What does the public think?

Surveys indicate that this case is not on most American’s radar screens. In a poll taken by the Kaiser Family Foundation, more than half surveyed (56%) say they have heard nothing about the case. Since the law was passed in 2010, more people view it unfavorably than favorably. Still, only 32% of those surveyed by Kaiser would like Congress to repeal the law entirely, although another 14% want the law scaled back. On the other hand, 23% say they want to see Congress expand the law and 19% want it to move forward as is. Not surprisingly, opinion is sharply divided by political party.

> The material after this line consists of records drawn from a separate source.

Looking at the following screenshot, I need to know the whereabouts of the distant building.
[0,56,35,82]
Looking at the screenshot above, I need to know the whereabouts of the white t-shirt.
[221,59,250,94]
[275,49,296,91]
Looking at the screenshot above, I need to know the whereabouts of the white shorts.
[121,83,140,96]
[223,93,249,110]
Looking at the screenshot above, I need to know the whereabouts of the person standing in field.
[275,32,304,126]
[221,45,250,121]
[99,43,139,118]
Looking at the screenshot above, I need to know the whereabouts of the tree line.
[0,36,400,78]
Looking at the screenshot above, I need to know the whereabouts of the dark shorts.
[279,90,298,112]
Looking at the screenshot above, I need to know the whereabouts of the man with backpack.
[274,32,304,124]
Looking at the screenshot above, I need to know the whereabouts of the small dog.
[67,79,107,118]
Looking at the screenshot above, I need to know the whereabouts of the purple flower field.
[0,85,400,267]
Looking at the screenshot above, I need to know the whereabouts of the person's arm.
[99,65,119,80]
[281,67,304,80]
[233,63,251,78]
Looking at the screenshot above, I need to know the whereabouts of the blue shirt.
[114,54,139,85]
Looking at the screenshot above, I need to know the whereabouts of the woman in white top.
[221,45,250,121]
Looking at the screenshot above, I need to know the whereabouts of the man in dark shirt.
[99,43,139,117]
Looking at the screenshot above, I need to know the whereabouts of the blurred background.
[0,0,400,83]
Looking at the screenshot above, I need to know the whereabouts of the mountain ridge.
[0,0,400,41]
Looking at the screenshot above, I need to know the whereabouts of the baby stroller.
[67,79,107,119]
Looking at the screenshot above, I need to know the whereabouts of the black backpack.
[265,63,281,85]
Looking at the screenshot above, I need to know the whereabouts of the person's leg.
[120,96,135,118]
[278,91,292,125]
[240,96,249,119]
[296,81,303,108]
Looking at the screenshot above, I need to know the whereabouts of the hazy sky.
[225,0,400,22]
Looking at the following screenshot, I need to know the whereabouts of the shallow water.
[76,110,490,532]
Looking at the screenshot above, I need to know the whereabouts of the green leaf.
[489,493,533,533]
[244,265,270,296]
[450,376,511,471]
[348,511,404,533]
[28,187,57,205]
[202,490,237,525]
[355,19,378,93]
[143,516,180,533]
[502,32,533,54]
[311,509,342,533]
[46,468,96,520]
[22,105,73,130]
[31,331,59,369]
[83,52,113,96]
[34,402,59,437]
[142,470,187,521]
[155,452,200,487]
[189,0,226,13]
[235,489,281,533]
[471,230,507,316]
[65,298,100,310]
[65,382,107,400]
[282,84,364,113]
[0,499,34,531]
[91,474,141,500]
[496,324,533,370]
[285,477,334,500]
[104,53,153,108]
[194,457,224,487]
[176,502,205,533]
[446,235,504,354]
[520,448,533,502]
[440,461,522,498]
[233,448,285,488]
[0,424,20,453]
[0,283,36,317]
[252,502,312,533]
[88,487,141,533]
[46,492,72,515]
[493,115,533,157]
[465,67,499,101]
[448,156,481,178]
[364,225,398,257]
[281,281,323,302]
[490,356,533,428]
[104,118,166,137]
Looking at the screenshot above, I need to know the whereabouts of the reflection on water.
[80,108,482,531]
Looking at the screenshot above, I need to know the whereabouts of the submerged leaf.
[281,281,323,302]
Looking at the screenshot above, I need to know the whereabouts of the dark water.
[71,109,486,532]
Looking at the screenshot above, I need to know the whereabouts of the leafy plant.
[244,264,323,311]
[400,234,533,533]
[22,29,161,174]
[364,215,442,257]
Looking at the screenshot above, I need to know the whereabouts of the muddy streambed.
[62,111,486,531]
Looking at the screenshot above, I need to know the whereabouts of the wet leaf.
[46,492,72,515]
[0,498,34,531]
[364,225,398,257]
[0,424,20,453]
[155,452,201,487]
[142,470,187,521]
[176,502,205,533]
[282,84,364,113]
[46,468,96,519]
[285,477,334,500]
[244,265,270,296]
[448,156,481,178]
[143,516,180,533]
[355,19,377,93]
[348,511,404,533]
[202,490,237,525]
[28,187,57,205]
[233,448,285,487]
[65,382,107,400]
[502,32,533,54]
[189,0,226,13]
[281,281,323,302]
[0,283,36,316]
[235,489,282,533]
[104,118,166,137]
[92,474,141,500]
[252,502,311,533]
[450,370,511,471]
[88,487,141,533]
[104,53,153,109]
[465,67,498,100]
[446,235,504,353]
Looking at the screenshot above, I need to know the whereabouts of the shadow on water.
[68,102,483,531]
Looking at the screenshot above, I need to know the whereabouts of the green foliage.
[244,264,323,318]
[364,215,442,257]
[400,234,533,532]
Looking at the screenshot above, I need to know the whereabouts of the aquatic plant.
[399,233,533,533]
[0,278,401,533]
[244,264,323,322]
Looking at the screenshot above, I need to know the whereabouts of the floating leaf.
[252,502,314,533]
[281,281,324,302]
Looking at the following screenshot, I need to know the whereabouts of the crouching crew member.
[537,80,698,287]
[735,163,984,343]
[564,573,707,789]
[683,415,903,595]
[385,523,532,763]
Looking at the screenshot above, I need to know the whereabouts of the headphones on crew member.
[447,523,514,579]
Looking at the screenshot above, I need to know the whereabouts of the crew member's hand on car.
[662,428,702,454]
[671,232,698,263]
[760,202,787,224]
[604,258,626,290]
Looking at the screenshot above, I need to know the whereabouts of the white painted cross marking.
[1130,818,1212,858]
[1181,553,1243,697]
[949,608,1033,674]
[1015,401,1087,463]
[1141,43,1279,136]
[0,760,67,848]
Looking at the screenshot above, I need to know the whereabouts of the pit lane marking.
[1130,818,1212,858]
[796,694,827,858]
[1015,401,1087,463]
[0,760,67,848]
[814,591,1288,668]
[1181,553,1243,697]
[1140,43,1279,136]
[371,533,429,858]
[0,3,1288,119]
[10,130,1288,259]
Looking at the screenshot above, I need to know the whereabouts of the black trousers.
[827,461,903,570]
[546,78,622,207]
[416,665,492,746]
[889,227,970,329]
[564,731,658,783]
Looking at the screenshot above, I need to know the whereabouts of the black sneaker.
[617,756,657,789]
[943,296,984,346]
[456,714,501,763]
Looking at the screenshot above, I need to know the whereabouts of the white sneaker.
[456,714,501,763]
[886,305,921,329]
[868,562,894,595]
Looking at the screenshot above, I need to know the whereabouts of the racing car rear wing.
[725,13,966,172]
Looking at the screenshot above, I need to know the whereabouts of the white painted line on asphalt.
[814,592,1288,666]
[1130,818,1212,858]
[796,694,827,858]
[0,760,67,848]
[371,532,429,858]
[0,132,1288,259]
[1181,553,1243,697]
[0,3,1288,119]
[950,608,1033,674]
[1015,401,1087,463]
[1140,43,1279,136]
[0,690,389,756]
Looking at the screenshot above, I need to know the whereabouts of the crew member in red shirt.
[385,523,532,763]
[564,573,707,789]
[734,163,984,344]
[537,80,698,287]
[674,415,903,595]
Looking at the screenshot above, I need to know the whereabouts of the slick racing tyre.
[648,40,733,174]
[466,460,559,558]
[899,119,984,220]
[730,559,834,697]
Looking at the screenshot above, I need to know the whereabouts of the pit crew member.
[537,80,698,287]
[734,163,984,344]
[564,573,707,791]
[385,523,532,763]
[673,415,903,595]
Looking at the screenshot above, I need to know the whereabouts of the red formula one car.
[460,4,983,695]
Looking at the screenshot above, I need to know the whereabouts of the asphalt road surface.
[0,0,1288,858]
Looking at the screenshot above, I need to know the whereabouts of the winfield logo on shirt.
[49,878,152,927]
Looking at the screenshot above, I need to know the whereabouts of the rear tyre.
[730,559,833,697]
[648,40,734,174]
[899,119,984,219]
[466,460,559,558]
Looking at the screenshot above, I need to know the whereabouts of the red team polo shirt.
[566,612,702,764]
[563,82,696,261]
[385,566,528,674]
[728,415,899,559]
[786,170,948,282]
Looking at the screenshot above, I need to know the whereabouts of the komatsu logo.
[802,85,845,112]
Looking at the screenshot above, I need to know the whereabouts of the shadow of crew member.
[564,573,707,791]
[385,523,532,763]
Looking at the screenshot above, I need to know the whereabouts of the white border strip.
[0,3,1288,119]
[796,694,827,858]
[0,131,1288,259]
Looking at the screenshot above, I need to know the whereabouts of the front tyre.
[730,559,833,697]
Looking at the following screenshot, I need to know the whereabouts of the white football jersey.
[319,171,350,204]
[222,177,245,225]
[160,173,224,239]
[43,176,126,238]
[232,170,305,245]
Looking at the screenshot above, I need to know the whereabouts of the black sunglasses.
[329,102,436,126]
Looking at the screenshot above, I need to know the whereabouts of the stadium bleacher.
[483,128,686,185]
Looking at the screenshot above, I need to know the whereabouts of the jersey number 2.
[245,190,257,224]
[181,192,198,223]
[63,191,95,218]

Additionally, when asked what will happen with the law in this Republican-led Congress, 31% believe the law will undergo a major change and 32% believe it will see only minor change. Just 12% believe it will be repealed entirely. Most see lawmakers' proposals to change the ACA as an attempt to gain political advantage (63%) rather than to improve the law itself (29%). Large majorities of Democrats and independents feel this way, while Republicans are divided.

What should employers do?

Employers have planned for ACA compliance since the law was passed in 2010. All along the way we have been challenged by the complexity of the law, zig-zagged to accommodate changes and delays, and digested regulatory guidance that has not always been timely or easy to understand. There have been political battles and attempts to derail the law. Some held out hope that a prior Supreme Court decision or the mid-term elections would bring about major changes, even repeal. So here we are — again. Even if the Supreme Court strikes down FFE subsidies, all other ACA provisions remain in place. Our best advice? Assume the law will remain essentially intact until we know otherwise, and keep doing what you’re doing.